TRT Nağme Kanalını bulabilmişti...o gece dinleyeceği eserler gençlik yıllarındakiler gibi , Berber Mehmet Amcanın dükkanındakiler gibi uykusunu getirmiyordu...yani ağır eserlere takılayım da uykum gelsin niyeti ile giriştiği bu son çabası da sonuç vermeyecek gibiydi...Yine Gam yükünün... kervanı geldi aman aman...çalmakta idi radyo kanalında, ardından Sorma ne haldeyim...sorma kederliyim...yangınlardayım zaman zaman...parçası çaldı...daha da bir hüzün kaplamıştı benliğini. “Acaba bu şarkıların sözlerini yazanlar, kendisinin şu an yaşamakta olduğu ruh halinin bir benzerini yaşamakta iken mi yazmışlardı bu eserleri”

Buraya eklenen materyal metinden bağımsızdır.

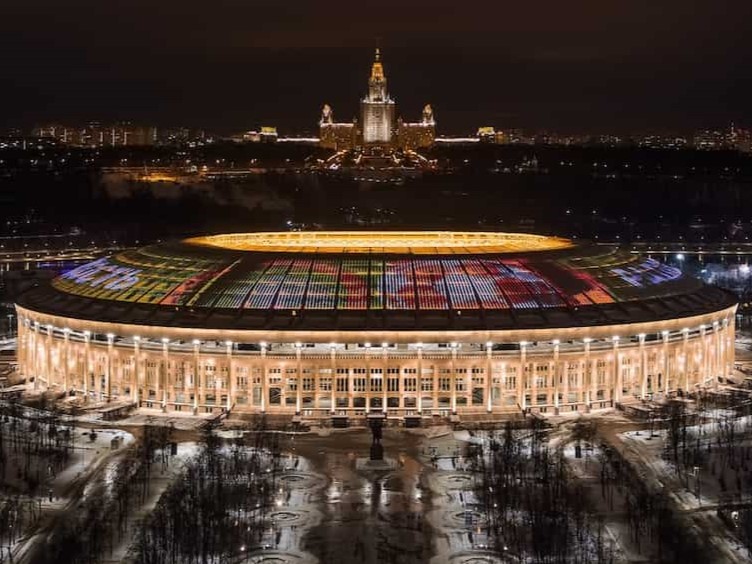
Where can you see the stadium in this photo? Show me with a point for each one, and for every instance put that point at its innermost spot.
(350, 324)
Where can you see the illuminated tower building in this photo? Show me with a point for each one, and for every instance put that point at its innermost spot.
(377, 108)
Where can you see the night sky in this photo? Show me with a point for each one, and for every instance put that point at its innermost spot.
(231, 65)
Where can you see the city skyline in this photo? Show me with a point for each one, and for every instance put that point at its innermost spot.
(567, 68)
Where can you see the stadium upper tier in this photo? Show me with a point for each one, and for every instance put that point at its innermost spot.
(400, 280)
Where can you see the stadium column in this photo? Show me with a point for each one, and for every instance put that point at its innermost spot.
(666, 363)
(230, 377)
(643, 367)
(453, 387)
(489, 378)
(299, 375)
(264, 378)
(162, 377)
(198, 388)
(108, 373)
(727, 345)
(705, 358)
(521, 377)
(87, 364)
(48, 359)
(384, 376)
(685, 358)
(66, 358)
(419, 383)
(720, 339)
(435, 385)
(333, 365)
(555, 372)
(21, 345)
(587, 376)
(136, 381)
(618, 382)
(368, 379)
(719, 331)
(33, 353)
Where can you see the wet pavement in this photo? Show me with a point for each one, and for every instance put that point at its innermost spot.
(332, 506)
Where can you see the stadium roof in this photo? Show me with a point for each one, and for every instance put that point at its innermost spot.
(388, 280)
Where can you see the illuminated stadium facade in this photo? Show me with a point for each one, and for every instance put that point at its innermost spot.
(354, 323)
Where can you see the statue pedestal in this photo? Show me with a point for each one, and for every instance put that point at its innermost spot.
(377, 451)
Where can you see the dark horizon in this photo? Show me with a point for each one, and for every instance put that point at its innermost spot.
(230, 67)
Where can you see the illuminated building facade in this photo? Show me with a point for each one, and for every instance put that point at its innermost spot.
(377, 126)
(377, 108)
(410, 323)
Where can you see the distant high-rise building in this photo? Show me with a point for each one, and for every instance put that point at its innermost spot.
(377, 108)
(377, 125)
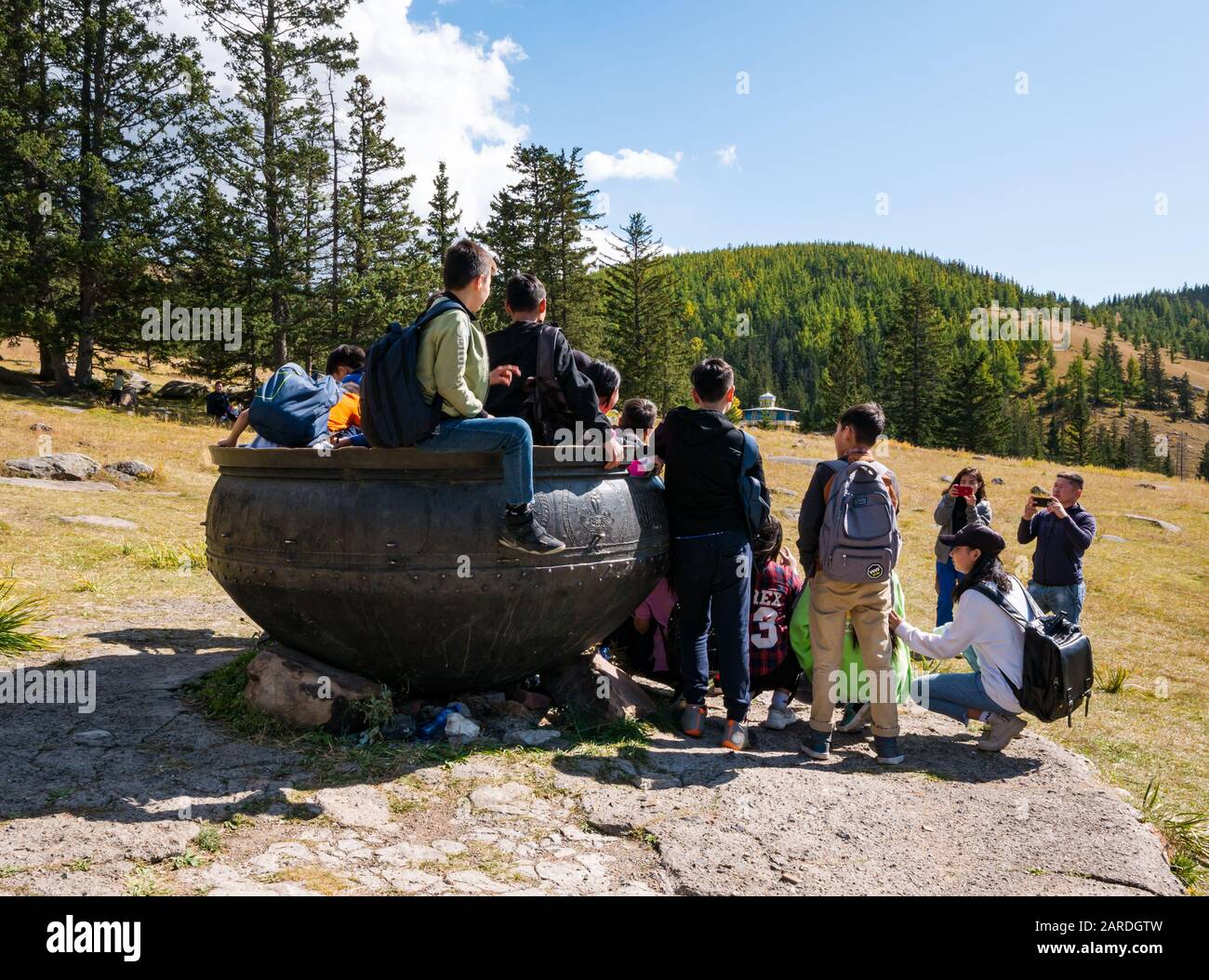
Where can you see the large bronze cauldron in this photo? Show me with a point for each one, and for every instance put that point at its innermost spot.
(386, 562)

Elbet bir gün...buluşacağız...bu böyle yarım kalmayacak... Yok yok uykusunu daha da açmıştı bu kanal, kendi kafasında bin bir nağmeler dolaşırken TRT'nin nanesini, nağmesini dinleyecek değildi. Bir sonraki frekansa geçince çalan eseri dinlemeye başladığında aklına ilk düşen “Yağmurdan kaçarken doluya tutulmak bu olsa gerek!” oldu .Peki ne mi çalmakta idi o frekansta ? ...Geceler hayırsızdır çekilmiyor çileler...Edip Akbayram’ın müthiş yorumladığı bu eseri daha farklı bir zamanda, daha farklı bir ruh hali ile dinlese keyiflenir eşlik dahi ederdi parçaya ya şimdi! Bir kez daha şansını farklı bir frekansta değişik bir radyo kanalında denemek için parmaklarını dokundurdu cep telefonun tuşlarına. Peki bu kez çalan parça kendisini daha da darmadağın bir hale mi getirecekti?Uykusuz her gece ...şu soğuk kahvede...”Ulan her şey üzerime üzerime geliyor bu gece yarısı“ diye geçti aklından. Nasıl geçmesin ki bu parça da Bozcaadaspor maçını, yaşadıklarını anımsatmıştı. Hava şartları nedeni ile feribot seferi iptal olunca, Bir soğuk mahalle kahvesinde sandalyeler üzerine uzanıp sabahı zor etmemiş miydi! Ya sabır çekerken ,parmakları yeniden cep telefonunda ki o malum tuşa gitti.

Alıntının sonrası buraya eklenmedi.